Dawn breaks over pilgrims' tents in Mina, outside Mecca, on the third day of the Hajj pilgrimage.
Pilgrims make their way towards pillars in Mina. Stewards are on hand to keep order on historically the most dangerous day of the pilgrimage due to the crowds and stampedes.
Women pilgrims - who normally remove face coverings for the ceremony - join in.
The pilgrims throw stones at pillars where Satan is said to have tempted the Prophet Abraham. The action is a refutation of the temptations of the Devil.
Since the last Hajj, the pillars have been replaced with wide walls allowing more pilgrims to participate and to protect others on the other side.
Saudi authorities have spent millions of dollars improving safety measures at the pilgrimage, which attracts over two million faithful. Digital screens provide instructions in Arabic, left, English and other languages.

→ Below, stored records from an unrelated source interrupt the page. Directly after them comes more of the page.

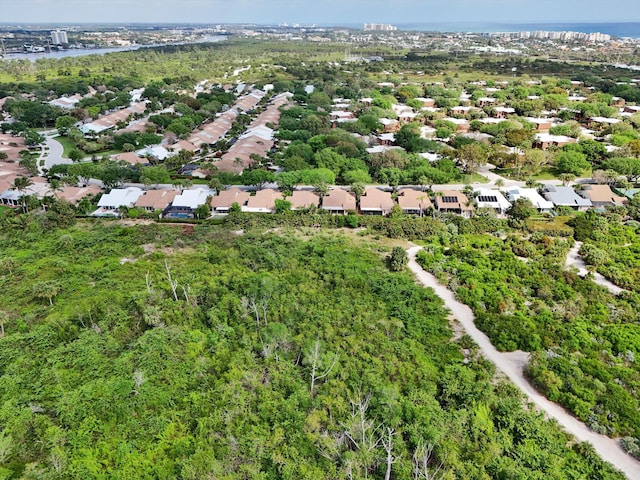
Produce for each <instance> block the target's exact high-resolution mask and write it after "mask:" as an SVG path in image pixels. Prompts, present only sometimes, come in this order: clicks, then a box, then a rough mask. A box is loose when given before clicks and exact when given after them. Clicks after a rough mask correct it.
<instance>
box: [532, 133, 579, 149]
mask: <svg viewBox="0 0 640 480" xmlns="http://www.w3.org/2000/svg"><path fill="white" fill-rule="evenodd" d="M575 142H576V139H575V138H573V137H567V136H565V135H550V134H548V133H536V138H535V146H536V147H538V148H541V149H542V150H546V149H547V148H549V147H562V146H563V145H566V144H568V143H575Z"/></svg>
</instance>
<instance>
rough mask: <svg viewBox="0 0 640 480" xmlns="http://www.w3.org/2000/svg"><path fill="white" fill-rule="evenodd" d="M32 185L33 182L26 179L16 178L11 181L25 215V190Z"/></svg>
mask: <svg viewBox="0 0 640 480" xmlns="http://www.w3.org/2000/svg"><path fill="white" fill-rule="evenodd" d="M31 185H33V182H32V181H31V179H30V178H28V177H16V178H15V179H14V180H13V188H14V189H15V190H17V191H18V192H20V194H21V195H20V200H21V201H22V210H23V211H24V212H25V213H26V212H27V211H28V210H27V202H26V198H25V197H26V195H25V193H26V191H27V189H28V188H29V187H30V186H31Z"/></svg>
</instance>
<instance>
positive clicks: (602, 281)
mask: <svg viewBox="0 0 640 480" xmlns="http://www.w3.org/2000/svg"><path fill="white" fill-rule="evenodd" d="M580 247H582V242H576V243H575V244H574V245H573V247H571V250H569V253H568V254H567V260H566V262H565V265H566V266H567V267H568V266H573V267H576V268H577V269H578V273H579V274H580V276H582V277H584V276H585V275H587V273H589V271H588V270H587V265H586V264H585V263H584V260H582V257H581V256H580V254H579V253H578V251H579V250H580ZM593 281H594V282H595V283H597V284H598V285H602V286H603V287H605V288H606V289H608V290H609V291H610V292H611V293H613V294H614V295H618V294H619V293H620V292H624V289H623V288H620V287H619V286H617V285H616V284H614V283H613V282H611V281H610V280H608V279H606V278H605V277H604V276H602V275H601V274H599V273H598V272H593Z"/></svg>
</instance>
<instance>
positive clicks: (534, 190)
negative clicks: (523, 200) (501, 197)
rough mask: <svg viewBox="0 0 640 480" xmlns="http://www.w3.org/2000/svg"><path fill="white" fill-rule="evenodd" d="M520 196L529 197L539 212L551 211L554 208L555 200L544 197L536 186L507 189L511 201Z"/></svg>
mask: <svg viewBox="0 0 640 480" xmlns="http://www.w3.org/2000/svg"><path fill="white" fill-rule="evenodd" d="M519 198H526V199H528V200H529V201H530V202H531V204H532V205H533V206H534V207H535V208H536V209H537V210H538V211H539V212H551V210H553V202H550V201H549V200H546V199H544V198H542V196H541V195H540V194H539V193H538V191H537V190H536V189H535V188H520V187H513V188H511V189H510V190H508V191H507V200H509V201H510V202H511V203H513V202H515V201H516V200H518V199H519Z"/></svg>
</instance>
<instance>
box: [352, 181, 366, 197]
mask: <svg viewBox="0 0 640 480" xmlns="http://www.w3.org/2000/svg"><path fill="white" fill-rule="evenodd" d="M364 189H365V186H364V184H362V183H352V184H351V191H352V192H353V194H354V195H355V196H356V200H357V201H358V202H359V201H360V197H361V196H362V194H363V193H364Z"/></svg>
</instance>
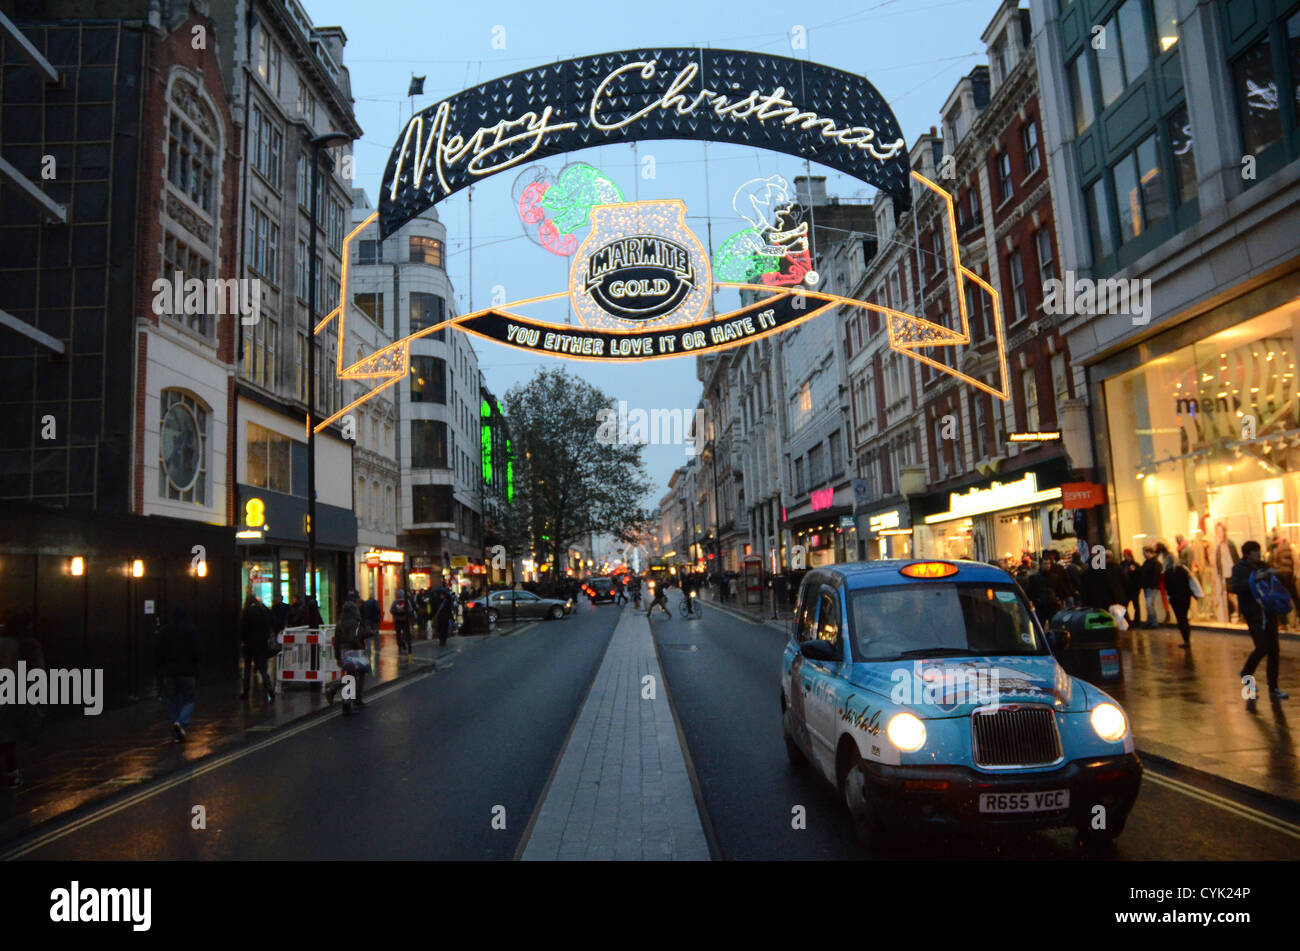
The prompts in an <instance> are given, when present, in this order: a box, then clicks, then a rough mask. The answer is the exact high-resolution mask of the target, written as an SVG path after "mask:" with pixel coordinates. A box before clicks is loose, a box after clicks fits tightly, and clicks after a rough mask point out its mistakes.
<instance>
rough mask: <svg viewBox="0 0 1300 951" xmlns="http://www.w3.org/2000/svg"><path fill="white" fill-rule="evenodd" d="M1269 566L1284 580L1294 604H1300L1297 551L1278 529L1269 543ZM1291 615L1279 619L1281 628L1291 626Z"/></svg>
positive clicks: (1285, 535)
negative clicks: (1296, 579)
mask: <svg viewBox="0 0 1300 951" xmlns="http://www.w3.org/2000/svg"><path fill="white" fill-rule="evenodd" d="M1269 566H1270V568H1271V569H1273V573H1274V574H1277V576H1278V581H1281V582H1282V587H1284V589H1286V590H1287V594H1288V595H1290V596H1291V603H1292V604H1300V595H1297V594H1296V560H1295V553H1294V551H1292V550H1291V542H1290V539H1287V537H1286V535H1283V534H1282V533H1281V531H1279V530H1278V529H1274V530H1273V539H1271V542H1270V543H1269ZM1290 621H1291V616H1290V615H1287V616H1286V617H1283V618H1281V620H1279V621H1278V628H1279V630H1286V629H1287V628H1290V626H1291V624H1290Z"/></svg>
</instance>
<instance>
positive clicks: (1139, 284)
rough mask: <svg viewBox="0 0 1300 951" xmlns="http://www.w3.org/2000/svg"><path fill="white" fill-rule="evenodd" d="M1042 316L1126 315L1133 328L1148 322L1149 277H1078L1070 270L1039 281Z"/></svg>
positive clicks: (1144, 325) (1150, 313)
mask: <svg viewBox="0 0 1300 951" xmlns="http://www.w3.org/2000/svg"><path fill="white" fill-rule="evenodd" d="M1043 313H1048V314H1065V316H1067V317H1069V316H1074V314H1088V316H1100V314H1128V316H1131V317H1132V321H1134V326H1135V327H1139V326H1147V325H1148V323H1151V279H1149V278H1130V279H1123V278H1104V279H1101V281H1093V279H1091V278H1080V277H1078V275H1076V274H1075V273H1074V272H1073V270H1067V272H1066V273H1065V278H1063V279H1062V278H1050V279H1048V281H1044V282H1043Z"/></svg>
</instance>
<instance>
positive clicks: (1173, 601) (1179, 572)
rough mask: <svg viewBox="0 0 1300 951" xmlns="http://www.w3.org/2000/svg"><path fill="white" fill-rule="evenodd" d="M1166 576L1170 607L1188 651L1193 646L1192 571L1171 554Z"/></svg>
mask: <svg viewBox="0 0 1300 951" xmlns="http://www.w3.org/2000/svg"><path fill="white" fill-rule="evenodd" d="M1164 578H1165V596H1166V598H1169V607H1170V608H1173V609H1174V617H1175V618H1177V620H1178V630H1179V633H1180V634H1182V635H1183V650H1184V651H1186V650H1187V648H1190V647H1191V646H1192V626H1191V624H1190V622H1188V620H1187V616H1188V613H1190V611H1191V605H1192V573H1191V572H1188V570H1187V568H1186V566H1184V565H1183V564H1182V563H1180V561H1178V560H1177V559H1174V557H1173V556H1169V557H1166V560H1165V572H1164Z"/></svg>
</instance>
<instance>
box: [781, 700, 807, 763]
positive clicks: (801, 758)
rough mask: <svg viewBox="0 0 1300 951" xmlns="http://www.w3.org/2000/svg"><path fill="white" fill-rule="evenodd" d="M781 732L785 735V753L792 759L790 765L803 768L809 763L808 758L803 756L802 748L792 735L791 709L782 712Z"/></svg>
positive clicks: (781, 719) (781, 720)
mask: <svg viewBox="0 0 1300 951" xmlns="http://www.w3.org/2000/svg"><path fill="white" fill-rule="evenodd" d="M781 734H783V735H784V737H785V755H787V757H789V760H790V765H792V767H794V768H796V769H802V768H803V767H806V765H807V763H809V761H807V759H806V757H805V756H803V751H802V750H800V746H798V743H796V742H794V738H793V737H792V735H790V711H789V709H787V711H785V712H784V713H781Z"/></svg>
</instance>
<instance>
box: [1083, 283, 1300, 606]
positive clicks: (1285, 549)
mask: <svg viewBox="0 0 1300 951" xmlns="http://www.w3.org/2000/svg"><path fill="white" fill-rule="evenodd" d="M1297 349H1300V305H1297V304H1296V303H1290V304H1287V305H1284V307H1282V308H1278V309H1275V311H1271V312H1269V313H1266V314H1262V316H1260V317H1256V318H1253V320H1249V321H1244V322H1242V323H1239V325H1236V326H1234V327H1229V329H1227V330H1223V331H1221V333H1218V334H1214V335H1213V336H1209V338H1206V339H1205V340H1201V342H1200V343H1196V344H1192V346H1190V347H1183V348H1182V349H1178V351H1174V352H1171V353H1167V355H1165V356H1161V357H1158V359H1156V360H1152V361H1149V362H1147V364H1144V365H1141V366H1139V368H1138V369H1135V370H1131V372H1128V373H1126V374H1123V375H1119V377H1115V378H1113V379H1109V381H1106V385H1105V386H1106V405H1108V414H1109V430H1110V452H1112V479H1113V481H1112V495H1110V498H1112V499H1113V503H1114V504H1113V509H1114V512H1113V514H1114V517H1115V520H1117V531H1118V544H1119V547H1121V548H1132V550H1134V551H1140V550H1141V548H1143V547H1144V546H1151V544H1154V543H1157V542H1161V540H1162V542H1165V544H1166V546H1167V547H1169V550H1170V552H1171V553H1174V556H1175V557H1177V559H1178V560H1179V561H1180V563H1182V564H1183V565H1184V566H1187V568H1188V570H1190V572H1191V573H1192V574H1193V577H1196V579H1197V581H1199V582H1200V583H1201V587H1203V589H1204V590H1205V594H1206V596H1205V598H1204V599H1200V602H1199V604H1197V605H1195V607H1193V616H1197V617H1199V618H1200V620H1214V621H1218V622H1227V621H1230V620H1235V617H1234V613H1235V612H1234V599H1232V596H1231V595H1230V592H1229V591H1227V590H1226V583H1225V579H1226V577H1227V576H1229V574H1230V573H1231V570H1232V564H1234V563H1235V561H1236V560H1238V559H1239V557H1240V548H1242V544H1243V543H1244V542H1247V540H1251V539H1255V540H1257V542H1260V544H1261V546H1262V548H1264V551H1265V552H1266V553H1271V556H1273V561H1274V563H1275V564H1277V565H1279V566H1281V565H1283V564H1286V561H1287V560H1288V556H1290V552H1288V551H1287V550H1288V548H1294V547H1295V546H1297V544H1300V405H1297V396H1296V365H1295V364H1296V352H1297ZM1266 556H1268V555H1266Z"/></svg>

After throwing stones, pilgrims pray...
... and shave their heads, or cut some hair off. They then walk back to Mecca, where many repeat the Tawaf - walking around the Kaaba building seven times.
About 10,000 security forces are on patrol and as yet no accidents or stampedes have been reported - unlike last year, when 251 pilgrims were trampled to death.
Muslims in other parts of the world also celebrate the holiday of Eid al-Adha. Here, a prayer service at a mosque near Banda Aceh, an Indonesian city crushed by December's tsunami.